•  
  •  
  •  
  •  
  •  
  •  
  •  
  •  
  •  
  •  
  •  
  •  
  •  
  •  
  •  
  •  
  •  
  •  
  •  
  •  
  •  
  •  
  •  
  •  

Une technique dangereuse pour repulper les lèvres

Annick Laplante, victime

Annick Laplante a eu recours à l'hyaluropen car elle trouvait ses lèvres trop minces.

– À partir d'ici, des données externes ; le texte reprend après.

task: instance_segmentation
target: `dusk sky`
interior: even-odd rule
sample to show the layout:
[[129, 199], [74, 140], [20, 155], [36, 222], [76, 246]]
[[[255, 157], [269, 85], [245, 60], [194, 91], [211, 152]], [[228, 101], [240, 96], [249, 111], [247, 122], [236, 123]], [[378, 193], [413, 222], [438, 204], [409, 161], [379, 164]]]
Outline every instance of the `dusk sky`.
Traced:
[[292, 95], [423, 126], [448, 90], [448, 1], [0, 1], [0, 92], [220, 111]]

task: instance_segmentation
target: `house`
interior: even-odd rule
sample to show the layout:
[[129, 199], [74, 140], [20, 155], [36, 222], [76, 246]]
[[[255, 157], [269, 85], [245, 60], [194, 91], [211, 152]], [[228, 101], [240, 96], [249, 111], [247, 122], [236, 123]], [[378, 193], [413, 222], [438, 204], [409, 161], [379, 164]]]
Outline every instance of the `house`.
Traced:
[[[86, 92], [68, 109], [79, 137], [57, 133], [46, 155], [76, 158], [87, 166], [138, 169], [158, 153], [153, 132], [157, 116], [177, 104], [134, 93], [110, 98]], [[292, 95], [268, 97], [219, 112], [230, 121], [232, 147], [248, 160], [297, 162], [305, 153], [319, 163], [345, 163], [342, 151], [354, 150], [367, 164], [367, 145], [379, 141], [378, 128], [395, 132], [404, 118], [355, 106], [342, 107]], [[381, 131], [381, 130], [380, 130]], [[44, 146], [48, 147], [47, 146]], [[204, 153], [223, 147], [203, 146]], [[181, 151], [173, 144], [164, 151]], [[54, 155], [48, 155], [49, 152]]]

Photo : Radio-Canada / Martin Brunette

Esther Normand

L’hyaluropen est un nouveau dispositif offert par certaines esthéticiennes pour augmenter le volume des lèvres. Il n’est toutefois pas autorisé par Santé Canada et il fait l’objet d’une enquête de la part du Collège des médecins du Québec.

Il y a quelques mois, Annick Laplante tombe sur une annonce en ligne. La publicité est alléchante : elle promet de belles lèvres pulpeuses à l'aide d'un traitement sans aiguilles et sans douleur.

Ayant toujours trouvé ses lèvres trop minces, Mme Laplante est très intéressée. Voilà une occasion en or d’avoir les lèvres de ses rêves pour 125 $, alors que cela coûte habituellement 500 $.

L’Académie Permakolor cherche des modèles pour enseigner cette nouvelle technique qui permet d’augmenter le volume des lèvres grâce à l’hyaluropen.

Il s’agit d’un genre de stylo qui propulse de l’acide hyaluronique à très haute vitesse pour le faire pénétrer dans la peau sans aiguilles. Une technique qu’on dit sans douleur.

Ils disent sans douleur, je m'excuse, mais ça fait très mal, s’exclame Annick Laplante.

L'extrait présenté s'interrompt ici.